A 2-column data frame with species IDs in the first column (same as column names of profile matrix), and species annotation (e.g., higher-level taxonomic information) in the second column.

min_percentage

Numeric scalar with the minimum percentage of species in a group to consider group specificity. For instance, if a given cluster is present in only 1 group of species, but in less than min_percentage of the species for this group, it will not be considered a group-specific cluster. This filtering criterion is useful to differentiate group-specific clusters (e.g., family-specific) from subgroup-specific clusters (e.g., genus-specific). Default: 50.

Value

A data frame with the following variables:

Group

To which group of species the cluster is specific.

Percentage

Percentage of species from the group that are represented by the cluster.

Cluster

Cluster ID.

Examples

data(clusters)
profile_matrix <- phylogenomic_profile(clusters)

# Species annotation
species_order <- c(
    "vra", "van", "pvu", "gma", "cca", "tpr", "mtr", "adu", "lja",
    "Lang", "car", "pmu", "ppe", "pbr", "mdo", "roc", "fve",
    "Mnot", "Zjuj", "hlu", "jcu", "mes", "rco", "lus", "ptr"
)
species_annotation <- data.frame(
   Species = species_order,
   Family = c(rep("Fabaceae", 11), rep("Rosaceae", 6),
              "Moraceae", "Ramnaceae", "Cannabaceae",
               rep("Euphorbiaceae", 3), "Linaceae", "Salicaceae")
)
gs_clusters <- find_GS_clusters(profile_matrix, species_annotation)
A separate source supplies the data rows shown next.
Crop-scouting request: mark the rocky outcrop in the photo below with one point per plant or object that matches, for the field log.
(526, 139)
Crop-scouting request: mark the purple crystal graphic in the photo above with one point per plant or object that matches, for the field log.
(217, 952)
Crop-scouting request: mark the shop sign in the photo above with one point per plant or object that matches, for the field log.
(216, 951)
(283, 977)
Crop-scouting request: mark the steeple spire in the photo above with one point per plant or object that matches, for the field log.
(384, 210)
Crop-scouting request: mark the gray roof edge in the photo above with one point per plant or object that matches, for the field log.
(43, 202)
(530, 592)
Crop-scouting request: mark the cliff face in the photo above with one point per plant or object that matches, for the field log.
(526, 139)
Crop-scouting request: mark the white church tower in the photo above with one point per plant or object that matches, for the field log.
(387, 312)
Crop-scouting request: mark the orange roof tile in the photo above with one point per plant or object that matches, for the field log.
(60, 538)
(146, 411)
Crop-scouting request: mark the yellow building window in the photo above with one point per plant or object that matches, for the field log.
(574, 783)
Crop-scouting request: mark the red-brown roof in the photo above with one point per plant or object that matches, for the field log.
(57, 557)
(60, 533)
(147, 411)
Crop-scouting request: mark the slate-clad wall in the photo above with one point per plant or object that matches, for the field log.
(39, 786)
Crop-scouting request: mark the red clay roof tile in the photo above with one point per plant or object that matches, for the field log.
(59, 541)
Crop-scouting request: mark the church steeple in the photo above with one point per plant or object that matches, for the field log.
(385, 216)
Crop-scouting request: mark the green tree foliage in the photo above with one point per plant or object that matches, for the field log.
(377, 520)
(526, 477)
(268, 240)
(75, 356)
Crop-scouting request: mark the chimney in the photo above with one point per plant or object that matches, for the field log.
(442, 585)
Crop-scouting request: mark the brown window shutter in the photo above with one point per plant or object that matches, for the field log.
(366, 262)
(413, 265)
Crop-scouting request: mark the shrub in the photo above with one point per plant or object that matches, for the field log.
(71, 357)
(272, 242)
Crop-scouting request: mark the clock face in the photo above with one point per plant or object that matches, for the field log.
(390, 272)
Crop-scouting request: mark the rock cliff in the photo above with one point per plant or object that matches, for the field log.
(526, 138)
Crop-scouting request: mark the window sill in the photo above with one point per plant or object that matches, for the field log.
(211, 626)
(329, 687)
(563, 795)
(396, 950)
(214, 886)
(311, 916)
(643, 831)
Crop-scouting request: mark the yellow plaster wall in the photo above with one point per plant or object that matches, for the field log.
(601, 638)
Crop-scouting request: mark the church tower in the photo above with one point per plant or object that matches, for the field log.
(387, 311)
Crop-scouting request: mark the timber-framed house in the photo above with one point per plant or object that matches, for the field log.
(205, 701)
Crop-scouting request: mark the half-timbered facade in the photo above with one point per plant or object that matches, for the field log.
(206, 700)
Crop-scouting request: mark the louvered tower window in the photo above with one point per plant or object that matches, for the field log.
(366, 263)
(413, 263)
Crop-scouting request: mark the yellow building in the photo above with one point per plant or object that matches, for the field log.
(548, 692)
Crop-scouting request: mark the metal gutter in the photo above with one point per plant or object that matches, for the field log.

Read GFF/GTF files in a directory as a GRangesList object

Description

Read GFF/GTF files in a directory as a GRangesList object

Usage

gff2GRangesList(gff_dir)

Arguments

gff_dir

Character indicating the path to the directory containing GFF/GTF files.

Value

A GRangesList object, where each element represents a different GFF/GTF file.

Examples

gff_dir <- system.file("extdata", "annotation", package = "syntenet")
grangeslist <- gff2GRangesList(gff_dir)

Infer microsynteny-based phylogeny with IQTREE

Description

Infer microsynteny-based phylogeny with IQTREE

Usage

infer_microsynteny_phylogeny(
  transposed_profiles = NULL,
  bootr = 1000,
  alrtboot = 1000,
  threads = "AUTO",
  model = "MK+FO+R",
  outdir = tempdir(),
  outgroup = NULL,
  verbose = FALSE
)

Arguments

transposed_profiles

A binary and transposed profile matrix. The profile matrix can be obtained with phylogenomic_profile().

bootr

Numeric scalar with the number of bootstrap replicates. Default: 1000.

alrtboot

Numeric scalar with the number of replicates for the SH-like approximate likelihood ratio test. Default: 1000.

threads

Numeric scalar indicating the number of threads to use or "AUTO", which allows IQTREE to automatically choose the best number of threads to use. Default: "AUTO".

model

Substitution model to use. If you are unsure, pick the default. Default: "MK+FO+R".

outdir

Path to output directory. By default, files are saved in a temporary directory, so they will be deleted when the R session closes. If you want to keep the files, specify a custom output directory.

outgroup

Name of outgroup clade to group the phylogeny. Default: NULL (unrooted phylogeny).

verbose

Logical indicating if progress messages should be prompted. Default: FALSE.

Value

A character vector of paths to output files.

Examples

data(clusters)
profile_matrix <- phylogenomic_profile(clusters)
tmat <- binarize_and_transpose(profile_matrix)

# Leave only some legumes and P. mume as an outgroup for testing purposes
included <- c("gma", "pvu", "vra", "van", "cca", "pmu")
tmat <- tmat[rownames(tmat) %in% included, ]

# Remove non-variable sites
tmat <- tmat[, colSums(tmat) != length(included)]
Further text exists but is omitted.